İki yıl önce Muğla’nın Menteşe ilçesi Karabağlar Yaylasında Cemal M. A. ile tartıştıktan sonra bayılan ve ardından öldürülen Pınar Gültekin’i katlettiği iddia edilen Cemal M. A. müebbet istemiyle süren davada karar “haksız tahrik” indirimiyle cezası 23 yıla indirilerek karar çıkmıştı.

TİP'li Kadınlar konuyla ilgili açıklamada bulundu.

İşte o açıklama;

Pınar Gültekin’in bundan iki yıl önce 16 temmuzda kaybolduğu haberini, ondan 5 gün sonrasında ise Cemal Metin Avcı tarfından öldürüldüğünü öğrendik. Tam da İstanbul Sözleşmesi’nin kaldırılması tartışmalarının olduğu bu süreçte katledilen Pınar Gültekin’in failleri Cemal Metin Avcı ve suç ortakları Mertcan Avcı, Ayten Avcı, Selim Avcı, Eda Karagün, Şükrü Gökhan Orhan’dır. Katil Cemal Metin Avcı Pınar’ı öldürdüğünü itiraf etmesine rağmen iki yıl boyunca süren 13 duruşma sonrasında önce mühebbet sonrasında ise ‘’Haksız Tahrik indirimi’’ ile sadece 23 yıl ceza aldı ve bunun da 14,5 yılını hapiste geçirecek. Cemal Metin Avcı’nın cinayetinin delillerini örten diğer 5 sanık ise beraat etti.

Biz kadınlar ‘haksız tahrik indirimi’nin erkek egemen yargının ve erkek şiddetinin ‘can simiti’ ve kadın cinayetlerinin çoğalmasına neden olan bir ‘yargı kılıfı’ olduğunu biliyoruz.

Katil Cemal Metin Avcı, “‘Canavarca hisle’ hareket etmedim. Bu konuda benim vicdanım rahat mahkeme heyetinin de olsun” dedi ama biz kadınlar diyoruz ki kimsenin vicdanı rahat olmasın.
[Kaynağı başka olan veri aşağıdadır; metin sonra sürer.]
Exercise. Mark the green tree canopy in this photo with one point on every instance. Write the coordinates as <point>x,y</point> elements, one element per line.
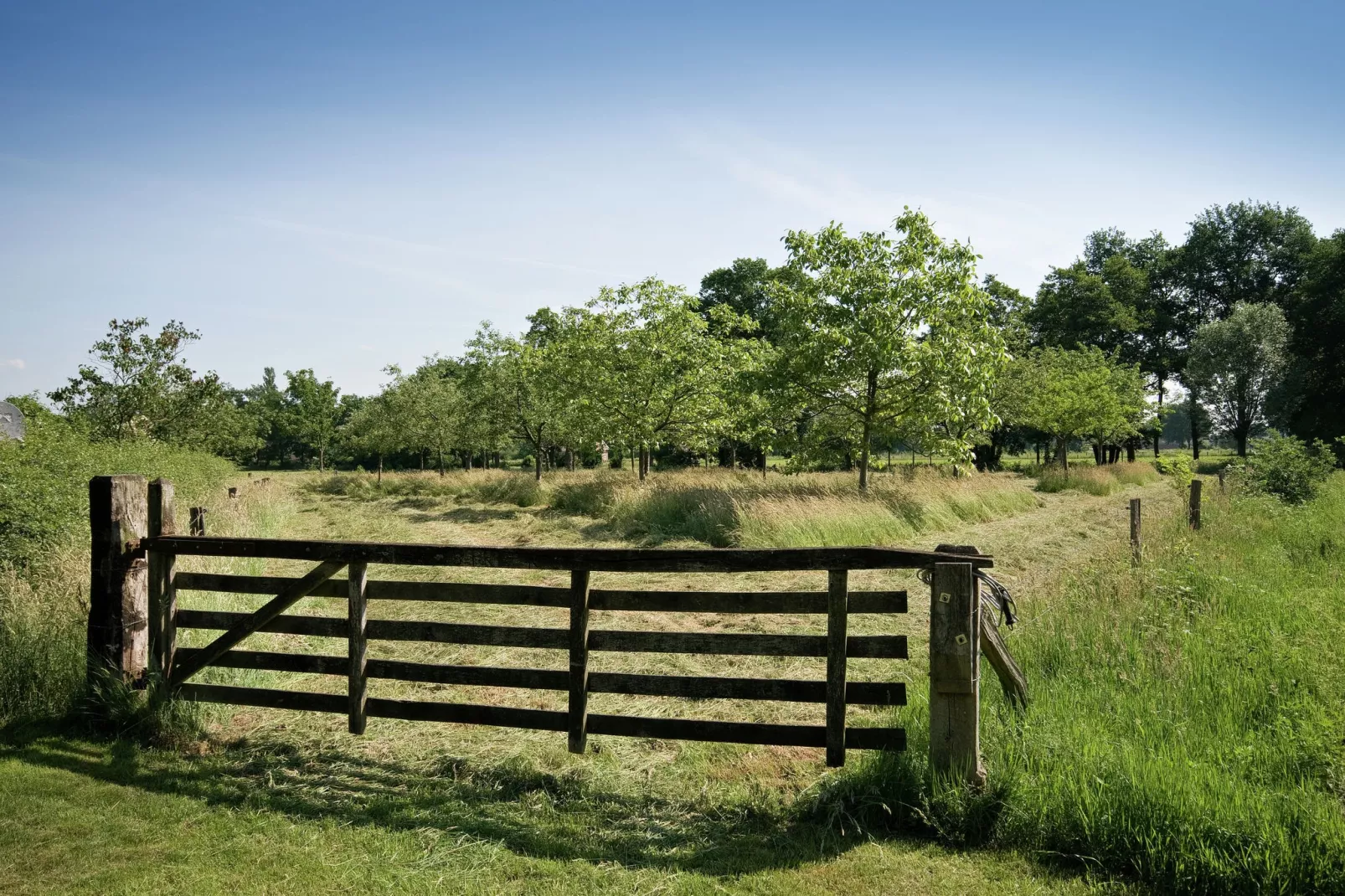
<point>881,330</point>
<point>1080,393</point>
<point>1236,362</point>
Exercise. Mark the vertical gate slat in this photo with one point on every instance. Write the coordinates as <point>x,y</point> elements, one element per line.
<point>579,660</point>
<point>358,610</point>
<point>837,618</point>
<point>163,594</point>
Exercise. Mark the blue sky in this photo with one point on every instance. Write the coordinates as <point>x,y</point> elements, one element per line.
<point>348,186</point>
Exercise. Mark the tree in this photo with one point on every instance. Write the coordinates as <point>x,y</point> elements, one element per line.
<point>1245,252</point>
<point>744,288</point>
<point>1082,393</point>
<point>879,332</point>
<point>525,392</point>
<point>140,386</point>
<point>1236,362</point>
<point>1078,307</point>
<point>646,366</point>
<point>1313,403</point>
<point>375,428</point>
<point>314,410</point>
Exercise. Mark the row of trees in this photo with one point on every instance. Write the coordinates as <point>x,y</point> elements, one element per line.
<point>857,342</point>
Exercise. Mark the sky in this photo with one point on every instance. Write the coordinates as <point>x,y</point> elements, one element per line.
<point>348,186</point>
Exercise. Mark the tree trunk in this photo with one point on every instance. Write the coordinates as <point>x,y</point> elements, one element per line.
<point>863,458</point>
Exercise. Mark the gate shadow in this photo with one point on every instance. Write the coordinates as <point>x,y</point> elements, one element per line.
<point>530,811</point>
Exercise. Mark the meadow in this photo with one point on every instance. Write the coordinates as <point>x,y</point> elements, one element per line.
<point>1184,732</point>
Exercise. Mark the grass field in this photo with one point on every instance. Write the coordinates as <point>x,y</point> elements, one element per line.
<point>1143,760</point>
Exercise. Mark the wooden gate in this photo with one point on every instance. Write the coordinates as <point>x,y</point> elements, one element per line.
<point>837,603</point>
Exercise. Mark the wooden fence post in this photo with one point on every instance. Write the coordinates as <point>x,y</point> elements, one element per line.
<point>358,616</point>
<point>163,594</point>
<point>119,581</point>
<point>956,673</point>
<point>1134,532</point>
<point>579,660</point>
<point>837,618</point>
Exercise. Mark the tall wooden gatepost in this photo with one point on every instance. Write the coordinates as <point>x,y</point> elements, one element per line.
<point>956,673</point>
<point>119,578</point>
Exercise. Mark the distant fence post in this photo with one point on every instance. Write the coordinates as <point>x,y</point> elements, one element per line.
<point>956,673</point>
<point>163,594</point>
<point>358,645</point>
<point>1136,548</point>
<point>119,594</point>
<point>579,661</point>
<point>837,616</point>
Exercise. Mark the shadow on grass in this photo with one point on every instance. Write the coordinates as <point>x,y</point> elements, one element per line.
<point>526,810</point>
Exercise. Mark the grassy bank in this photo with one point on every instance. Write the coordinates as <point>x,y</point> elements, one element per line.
<point>44,550</point>
<point>720,507</point>
<point>1187,720</point>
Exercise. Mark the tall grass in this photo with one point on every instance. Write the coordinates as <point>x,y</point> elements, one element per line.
<point>729,509</point>
<point>1095,481</point>
<point>44,552</point>
<point>1187,720</point>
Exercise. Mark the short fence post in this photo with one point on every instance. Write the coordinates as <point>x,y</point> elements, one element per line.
<point>1134,530</point>
<point>163,592</point>
<point>119,587</point>
<point>954,673</point>
<point>358,616</point>
<point>579,660</point>
<point>837,618</point>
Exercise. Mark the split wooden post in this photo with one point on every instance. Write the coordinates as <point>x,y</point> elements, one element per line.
<point>837,618</point>
<point>956,673</point>
<point>358,616</point>
<point>1136,549</point>
<point>579,660</point>
<point>119,578</point>
<point>163,592</point>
Failin bu cümleleri erkek yargı sistemine güvenerek kurduğunu, verilen cezalardan beraat ettirilen sanıklardan biliyoruz. Aynı erkek yargı hayatını savunan Nevin Yıldırım’a müebbet hapis cezası veriyor. Faillerin sırtını sıvazlayarak, haksız tahrik indirimleri vererek, cezasız bırakarak kadın cinayetlerinin günbegün daha çok önünü açıyor.

Kızları hunharca katledilmiş ailenin hak arama mücadelesi karşısında 2 yıldır dosya ve deliller ortadayken, faillere gerekli cezayı veremeyen yargı, acılı bir annenin duruşmada söylediği sözler üzerine, katile hakarette bulunduğu gerekçesiyle anne Şefika Gültekin hakkında kamu davası açtı.
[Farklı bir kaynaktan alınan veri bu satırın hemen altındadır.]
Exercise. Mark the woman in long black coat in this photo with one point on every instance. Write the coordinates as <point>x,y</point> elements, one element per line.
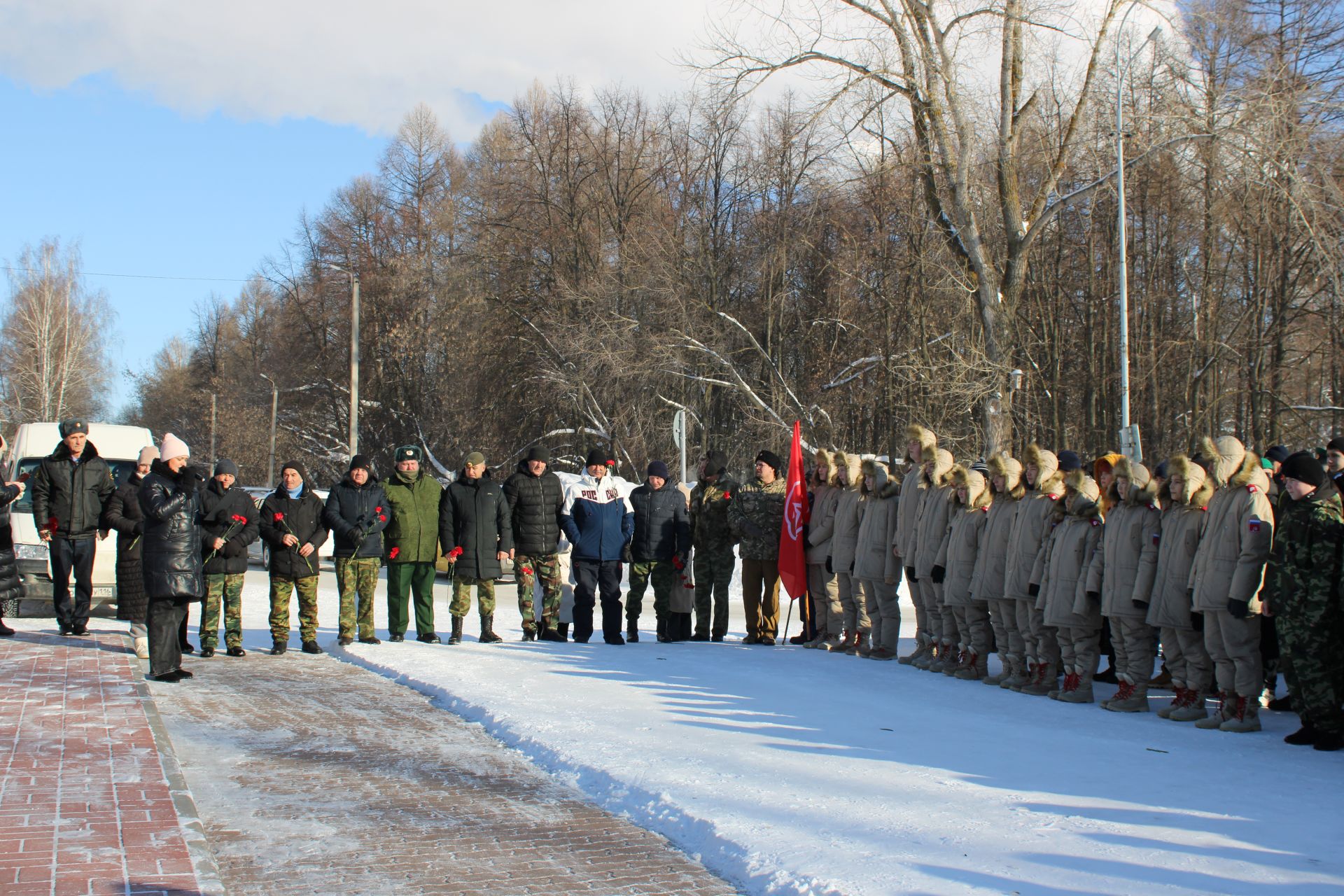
<point>171,554</point>
<point>124,516</point>
<point>11,586</point>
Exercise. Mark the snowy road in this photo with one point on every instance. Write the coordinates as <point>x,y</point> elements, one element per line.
<point>794,771</point>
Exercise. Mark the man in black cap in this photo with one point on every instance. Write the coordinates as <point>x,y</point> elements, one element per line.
<point>756,514</point>
<point>662,546</point>
<point>356,514</point>
<point>713,540</point>
<point>229,523</point>
<point>292,527</point>
<point>412,545</point>
<point>70,489</point>
<point>598,522</point>
<point>537,501</point>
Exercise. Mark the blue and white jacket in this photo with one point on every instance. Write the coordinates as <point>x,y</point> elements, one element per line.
<point>598,522</point>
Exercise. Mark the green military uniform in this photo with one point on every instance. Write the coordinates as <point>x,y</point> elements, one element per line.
<point>412,545</point>
<point>527,571</point>
<point>223,589</point>
<point>358,580</point>
<point>1303,575</point>
<point>714,559</point>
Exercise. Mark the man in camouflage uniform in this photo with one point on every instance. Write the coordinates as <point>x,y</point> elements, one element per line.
<point>756,514</point>
<point>225,551</point>
<point>713,542</point>
<point>537,501</point>
<point>1303,577</point>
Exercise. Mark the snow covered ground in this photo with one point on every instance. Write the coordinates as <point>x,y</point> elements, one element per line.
<point>796,771</point>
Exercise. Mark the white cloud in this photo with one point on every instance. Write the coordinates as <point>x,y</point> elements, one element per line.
<point>347,62</point>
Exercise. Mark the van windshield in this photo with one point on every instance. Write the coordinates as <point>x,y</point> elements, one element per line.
<point>121,470</point>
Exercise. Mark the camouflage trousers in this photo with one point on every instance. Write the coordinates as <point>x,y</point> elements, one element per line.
<point>280,590</point>
<point>663,575</point>
<point>713,575</point>
<point>1310,659</point>
<point>527,571</point>
<point>226,589</point>
<point>358,580</point>
<point>461,603</point>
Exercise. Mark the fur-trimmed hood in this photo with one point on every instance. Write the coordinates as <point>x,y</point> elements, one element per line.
<point>977,488</point>
<point>882,486</point>
<point>853,468</point>
<point>1142,489</point>
<point>927,441</point>
<point>1049,480</point>
<point>1199,488</point>
<point>941,468</point>
<point>1011,470</point>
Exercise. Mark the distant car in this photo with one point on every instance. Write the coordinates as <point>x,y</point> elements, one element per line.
<point>258,551</point>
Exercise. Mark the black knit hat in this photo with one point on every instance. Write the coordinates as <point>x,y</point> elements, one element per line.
<point>772,458</point>
<point>1304,468</point>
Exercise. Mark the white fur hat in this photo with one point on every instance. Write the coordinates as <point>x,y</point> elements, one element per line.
<point>172,447</point>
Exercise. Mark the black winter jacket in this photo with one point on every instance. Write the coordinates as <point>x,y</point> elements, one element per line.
<point>171,543</point>
<point>353,508</point>
<point>71,493</point>
<point>124,516</point>
<point>536,507</point>
<point>662,523</point>
<point>302,517</point>
<point>218,508</point>
<point>473,516</point>
<point>11,586</point>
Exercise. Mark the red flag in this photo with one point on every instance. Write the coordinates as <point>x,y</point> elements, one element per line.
<point>793,559</point>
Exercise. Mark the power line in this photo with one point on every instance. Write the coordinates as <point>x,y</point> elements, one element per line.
<point>89,273</point>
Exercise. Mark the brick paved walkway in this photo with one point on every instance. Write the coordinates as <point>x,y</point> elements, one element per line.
<point>85,799</point>
<point>315,777</point>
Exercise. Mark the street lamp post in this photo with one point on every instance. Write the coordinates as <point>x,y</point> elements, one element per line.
<point>354,356</point>
<point>1129,442</point>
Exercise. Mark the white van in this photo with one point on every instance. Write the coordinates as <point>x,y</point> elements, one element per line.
<point>120,448</point>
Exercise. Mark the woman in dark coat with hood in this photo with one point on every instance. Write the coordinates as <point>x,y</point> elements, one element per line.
<point>11,586</point>
<point>124,516</point>
<point>171,552</point>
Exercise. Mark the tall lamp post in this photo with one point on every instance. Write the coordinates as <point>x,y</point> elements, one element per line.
<point>1129,441</point>
<point>354,356</point>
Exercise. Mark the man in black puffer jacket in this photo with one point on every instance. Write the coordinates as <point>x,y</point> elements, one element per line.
<point>169,498</point>
<point>229,524</point>
<point>660,547</point>
<point>292,528</point>
<point>536,504</point>
<point>70,489</point>
<point>476,536</point>
<point>356,514</point>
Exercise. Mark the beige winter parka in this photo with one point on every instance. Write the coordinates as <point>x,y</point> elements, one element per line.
<point>1238,531</point>
<point>1130,524</point>
<point>1031,523</point>
<point>874,559</point>
<point>1062,564</point>
<point>965,536</point>
<point>1164,568</point>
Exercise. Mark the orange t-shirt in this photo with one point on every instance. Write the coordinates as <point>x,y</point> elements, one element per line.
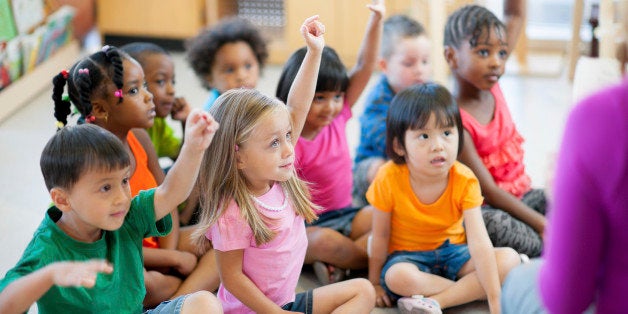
<point>142,178</point>
<point>423,227</point>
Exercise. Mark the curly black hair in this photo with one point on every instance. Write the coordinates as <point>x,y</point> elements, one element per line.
<point>471,22</point>
<point>202,49</point>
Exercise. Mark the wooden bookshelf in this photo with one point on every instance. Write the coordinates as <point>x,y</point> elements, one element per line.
<point>30,85</point>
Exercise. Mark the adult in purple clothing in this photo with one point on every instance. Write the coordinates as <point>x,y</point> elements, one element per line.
<point>586,254</point>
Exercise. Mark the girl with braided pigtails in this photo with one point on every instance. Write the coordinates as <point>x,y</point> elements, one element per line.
<point>108,89</point>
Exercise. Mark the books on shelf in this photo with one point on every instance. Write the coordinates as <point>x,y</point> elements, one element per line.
<point>24,51</point>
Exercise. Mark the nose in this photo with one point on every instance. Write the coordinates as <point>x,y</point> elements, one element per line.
<point>437,144</point>
<point>288,150</point>
<point>123,195</point>
<point>148,96</point>
<point>170,88</point>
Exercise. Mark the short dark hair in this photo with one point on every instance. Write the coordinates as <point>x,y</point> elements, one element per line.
<point>332,74</point>
<point>411,108</point>
<point>202,49</point>
<point>95,75</point>
<point>472,22</point>
<point>73,150</point>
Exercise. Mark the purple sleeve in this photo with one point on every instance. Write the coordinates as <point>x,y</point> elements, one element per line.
<point>576,233</point>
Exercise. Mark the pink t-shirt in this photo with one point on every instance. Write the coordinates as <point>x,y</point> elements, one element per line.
<point>275,266</point>
<point>325,162</point>
<point>499,145</point>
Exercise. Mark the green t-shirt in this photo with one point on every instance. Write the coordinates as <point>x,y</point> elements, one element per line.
<point>119,292</point>
<point>163,138</point>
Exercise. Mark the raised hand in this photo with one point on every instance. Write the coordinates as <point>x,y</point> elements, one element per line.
<point>377,7</point>
<point>312,31</point>
<point>79,274</point>
<point>200,129</point>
Biz Kadınlar, bu cinayetlerin, AKP/MHP faşist, tekçi, ırkçı iktidarının, erkek egemen, patriyarkal sistemin hemcinslerini koruma altına alan politikalarının sonucu olduğunu biliyoruz.

Bugün yargının bu kararından, İstanbul Sözleşmesi’ni kaldıran, kadınların kazanımlarına saldıran, her gün kadın düşmanı söylemler ile erkekliği yeniden üreten iktidar yaygınlaşan erkek şiddetinin sorumlusudur.

Son bir buçuk senede 599 kadın öldürülmesine rağmen, 6284’ü etkin uygulamayan iktidar kadın cinayetlerinin sorumlusudur.

3 senedir adliye yolunu arşınladığımız tecavüzcü Hasan Bilgili’nin bugün elini kolunu sallayarak gezmesinin güvencesi olan iktidar tecavüzcülerin cezasız kalmasının sorumlusudur.

Nafaka hakkına saldıran iktidar kadınların her geçen gün daha da yoksullaşmasının sorumlusudur.

Artık yeter diyoruz!

Pınar’ın failleri neden cezasız kaldı? Gülistan Doku nerede? Nadira Kadirova’ya ne oldu? İpek Er’e tecavüz eden Musa Orhan nasıl iyi hal indirimi aldı? Hasan Bilgili ve işbirlikçileri serbestken Nevin Yıldırım neden hala hapiste?

Biz bu soruları sormaktan, mücadelemizden vazgeçmeyeceğiz. Biz, erkek adalet karşısında birbirimizi savunacağız! Siz serbest bıraktığınız tüm katillerin ve meşrulaştırdığınız erkek şiddetinin hesabını vereceksiniz.

Failleri aklayan erkek adaletinizin karşısında gerçek adalet sağlanana kadar yaşamlarımız için mücadelede inat ediyoruz. . Birbirimizi eşit, özgür ve hayatta istiyoruz.